I am in agreement with you about a lot here. Now IS the time to let go of others' judgments. What freedom in that. The freedom to fail is a genius idea, especially in a land where only success gets validated, unless you are the CEO of a major company going bankrupt, but that is another story.
I've found myself becoming more conscious of letting go of the need to be in control. I'm releasing tension from my body as a result. It feels good, like Jomamma says here, one can actually become laid back.
I can tell I plan to turn into one of those old ladies you don't mess with. But that's not for a very long time, the old lady part that is.
The thing I'm not so amused by yet is the cards AARP keeps sending me. :))
Oh, you're going to love your 50's.
I couldn't wait to celebrate. I was so ready to embark on my next 50 years.
I must admit some things are not quite the same as they were in my 30s or 40s, like my memory and the creaking bones here and there but I wouldn't want to be anywhere else.
This is the time for new discovery.
I believe this is the first digital manipulation I've seen of yours.
It's a wonderful composition for this occasion. Fear, no doubt the guy at the top has the net and neither can see where there headed.
I love risk. I've been a risk taker all my life and it has rewarded me with many great opportunities.
As Kris, mentioned there is that harrassment by AARP but hey- maybe there are some good deals to be had. I'm not proud.
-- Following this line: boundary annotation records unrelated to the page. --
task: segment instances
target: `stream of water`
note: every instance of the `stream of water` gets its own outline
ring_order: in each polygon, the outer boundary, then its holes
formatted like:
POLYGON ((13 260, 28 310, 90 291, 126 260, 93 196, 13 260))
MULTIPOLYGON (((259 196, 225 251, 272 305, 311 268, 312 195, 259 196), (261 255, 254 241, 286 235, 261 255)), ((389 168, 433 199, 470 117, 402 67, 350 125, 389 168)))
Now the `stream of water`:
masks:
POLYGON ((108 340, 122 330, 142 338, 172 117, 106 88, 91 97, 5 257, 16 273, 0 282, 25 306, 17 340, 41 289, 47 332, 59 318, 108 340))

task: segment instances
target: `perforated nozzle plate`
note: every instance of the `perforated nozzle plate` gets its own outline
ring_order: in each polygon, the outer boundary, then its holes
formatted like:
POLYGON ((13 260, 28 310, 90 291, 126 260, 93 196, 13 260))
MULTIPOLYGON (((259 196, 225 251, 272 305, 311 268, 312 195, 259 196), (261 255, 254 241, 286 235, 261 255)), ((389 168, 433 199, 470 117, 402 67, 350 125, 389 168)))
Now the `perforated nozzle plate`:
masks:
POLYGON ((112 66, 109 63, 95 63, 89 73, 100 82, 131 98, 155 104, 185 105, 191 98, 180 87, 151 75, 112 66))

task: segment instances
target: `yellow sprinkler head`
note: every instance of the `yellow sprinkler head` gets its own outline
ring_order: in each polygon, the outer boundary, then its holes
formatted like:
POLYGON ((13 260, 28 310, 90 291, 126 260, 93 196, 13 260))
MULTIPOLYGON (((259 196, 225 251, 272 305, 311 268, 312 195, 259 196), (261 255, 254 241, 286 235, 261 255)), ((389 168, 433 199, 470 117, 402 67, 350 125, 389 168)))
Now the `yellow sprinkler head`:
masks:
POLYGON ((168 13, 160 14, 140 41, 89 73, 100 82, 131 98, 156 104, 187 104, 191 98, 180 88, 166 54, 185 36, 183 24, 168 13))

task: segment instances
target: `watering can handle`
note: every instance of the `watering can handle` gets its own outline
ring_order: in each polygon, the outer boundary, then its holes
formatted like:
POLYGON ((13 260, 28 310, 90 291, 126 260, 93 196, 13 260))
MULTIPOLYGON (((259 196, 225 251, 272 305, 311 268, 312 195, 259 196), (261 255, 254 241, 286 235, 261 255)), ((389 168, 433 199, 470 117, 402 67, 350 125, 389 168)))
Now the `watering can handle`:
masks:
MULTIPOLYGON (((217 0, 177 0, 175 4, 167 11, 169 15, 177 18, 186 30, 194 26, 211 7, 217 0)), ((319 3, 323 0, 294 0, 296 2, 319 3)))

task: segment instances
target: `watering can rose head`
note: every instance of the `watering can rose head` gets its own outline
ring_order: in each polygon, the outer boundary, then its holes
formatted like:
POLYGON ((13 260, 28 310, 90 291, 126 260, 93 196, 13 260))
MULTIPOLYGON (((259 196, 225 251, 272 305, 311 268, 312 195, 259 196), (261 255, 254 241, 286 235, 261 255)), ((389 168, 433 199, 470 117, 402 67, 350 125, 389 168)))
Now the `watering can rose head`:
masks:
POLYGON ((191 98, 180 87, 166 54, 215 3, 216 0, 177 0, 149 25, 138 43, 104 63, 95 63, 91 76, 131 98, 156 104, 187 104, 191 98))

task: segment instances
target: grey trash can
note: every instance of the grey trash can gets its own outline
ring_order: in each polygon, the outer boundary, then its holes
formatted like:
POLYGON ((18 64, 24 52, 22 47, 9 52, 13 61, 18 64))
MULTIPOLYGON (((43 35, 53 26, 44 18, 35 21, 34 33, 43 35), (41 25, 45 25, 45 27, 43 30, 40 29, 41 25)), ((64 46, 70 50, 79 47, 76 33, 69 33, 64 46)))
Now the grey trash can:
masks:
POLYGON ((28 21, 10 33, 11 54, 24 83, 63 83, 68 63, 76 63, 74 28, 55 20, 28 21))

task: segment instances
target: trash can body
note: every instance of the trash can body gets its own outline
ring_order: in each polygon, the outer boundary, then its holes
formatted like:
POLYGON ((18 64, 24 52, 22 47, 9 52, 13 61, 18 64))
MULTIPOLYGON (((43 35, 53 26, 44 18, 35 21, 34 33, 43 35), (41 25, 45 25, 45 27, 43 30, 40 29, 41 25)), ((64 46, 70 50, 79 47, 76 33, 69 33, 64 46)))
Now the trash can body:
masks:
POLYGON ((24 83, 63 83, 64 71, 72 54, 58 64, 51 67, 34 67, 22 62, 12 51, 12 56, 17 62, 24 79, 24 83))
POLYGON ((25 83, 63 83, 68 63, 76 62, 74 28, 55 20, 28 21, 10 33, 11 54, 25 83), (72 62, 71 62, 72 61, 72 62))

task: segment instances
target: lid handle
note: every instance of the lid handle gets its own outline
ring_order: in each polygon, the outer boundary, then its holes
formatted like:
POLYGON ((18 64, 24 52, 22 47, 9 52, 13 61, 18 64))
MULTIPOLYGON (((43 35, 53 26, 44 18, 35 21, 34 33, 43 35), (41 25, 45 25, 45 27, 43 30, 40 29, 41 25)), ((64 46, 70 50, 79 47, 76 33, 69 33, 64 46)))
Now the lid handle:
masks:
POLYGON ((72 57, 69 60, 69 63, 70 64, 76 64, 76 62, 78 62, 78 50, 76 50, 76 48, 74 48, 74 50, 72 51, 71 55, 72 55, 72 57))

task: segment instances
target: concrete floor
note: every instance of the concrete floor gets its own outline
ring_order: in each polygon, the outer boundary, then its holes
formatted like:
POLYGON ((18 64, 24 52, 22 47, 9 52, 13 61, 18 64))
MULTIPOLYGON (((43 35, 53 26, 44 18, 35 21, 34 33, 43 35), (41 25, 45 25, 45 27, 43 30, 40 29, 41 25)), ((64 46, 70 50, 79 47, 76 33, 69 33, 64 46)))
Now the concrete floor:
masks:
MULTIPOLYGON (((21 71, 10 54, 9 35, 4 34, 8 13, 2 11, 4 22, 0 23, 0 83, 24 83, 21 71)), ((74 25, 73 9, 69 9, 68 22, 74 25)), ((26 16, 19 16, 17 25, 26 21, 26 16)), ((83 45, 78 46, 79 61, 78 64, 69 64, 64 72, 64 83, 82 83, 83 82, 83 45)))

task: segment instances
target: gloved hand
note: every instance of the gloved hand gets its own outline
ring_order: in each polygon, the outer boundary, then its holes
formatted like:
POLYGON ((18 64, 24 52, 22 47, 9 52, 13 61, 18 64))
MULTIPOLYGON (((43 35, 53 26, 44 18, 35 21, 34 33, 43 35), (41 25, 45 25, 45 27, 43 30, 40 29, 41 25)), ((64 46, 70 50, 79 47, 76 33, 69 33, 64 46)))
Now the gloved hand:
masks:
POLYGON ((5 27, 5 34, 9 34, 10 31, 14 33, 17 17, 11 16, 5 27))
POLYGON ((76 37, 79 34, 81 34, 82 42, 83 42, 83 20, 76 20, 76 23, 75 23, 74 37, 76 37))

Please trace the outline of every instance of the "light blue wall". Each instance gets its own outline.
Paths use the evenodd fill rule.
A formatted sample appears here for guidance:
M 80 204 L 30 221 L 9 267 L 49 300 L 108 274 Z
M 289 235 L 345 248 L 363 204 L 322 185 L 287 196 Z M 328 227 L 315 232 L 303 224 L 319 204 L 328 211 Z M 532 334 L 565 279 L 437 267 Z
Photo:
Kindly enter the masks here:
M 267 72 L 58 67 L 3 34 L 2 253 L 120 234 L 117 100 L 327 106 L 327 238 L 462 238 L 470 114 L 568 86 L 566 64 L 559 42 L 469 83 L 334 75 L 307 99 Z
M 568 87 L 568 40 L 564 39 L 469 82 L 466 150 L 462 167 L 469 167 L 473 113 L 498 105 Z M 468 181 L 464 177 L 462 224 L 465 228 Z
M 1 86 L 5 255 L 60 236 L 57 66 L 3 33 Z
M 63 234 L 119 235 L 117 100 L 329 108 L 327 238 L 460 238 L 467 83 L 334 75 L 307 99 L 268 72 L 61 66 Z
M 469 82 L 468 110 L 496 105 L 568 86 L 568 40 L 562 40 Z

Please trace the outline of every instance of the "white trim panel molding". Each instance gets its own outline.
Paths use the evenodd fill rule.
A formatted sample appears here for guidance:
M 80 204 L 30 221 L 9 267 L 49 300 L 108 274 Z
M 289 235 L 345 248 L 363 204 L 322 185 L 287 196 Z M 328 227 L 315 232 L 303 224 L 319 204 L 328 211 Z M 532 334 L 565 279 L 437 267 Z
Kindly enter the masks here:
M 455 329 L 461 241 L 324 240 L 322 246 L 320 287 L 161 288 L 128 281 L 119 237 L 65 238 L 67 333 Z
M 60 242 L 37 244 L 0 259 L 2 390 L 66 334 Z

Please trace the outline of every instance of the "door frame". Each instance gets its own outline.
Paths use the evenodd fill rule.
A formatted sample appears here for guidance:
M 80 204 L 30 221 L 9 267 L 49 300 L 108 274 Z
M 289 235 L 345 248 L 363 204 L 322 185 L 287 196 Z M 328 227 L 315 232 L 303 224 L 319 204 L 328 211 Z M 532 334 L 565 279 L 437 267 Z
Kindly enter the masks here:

I signed up for AARP, I thought cool, discounts, freebies, etc. The only thing I've gotten so far is more junk mail and offers to "sign here and for just $9.95 we'll enroll you..." I've been a member for a year now and I haven't even gotten my actual card, I'm still using a temporary. Does anyone actually know someone who reaps the benefits of being a member of AARP?
Debi, you continue to amaze me with the depth of your pictures and your writing.
Jomamma, you can use your AARP card for discounts at some motels/hotels. That, plus all the mail is all I know of.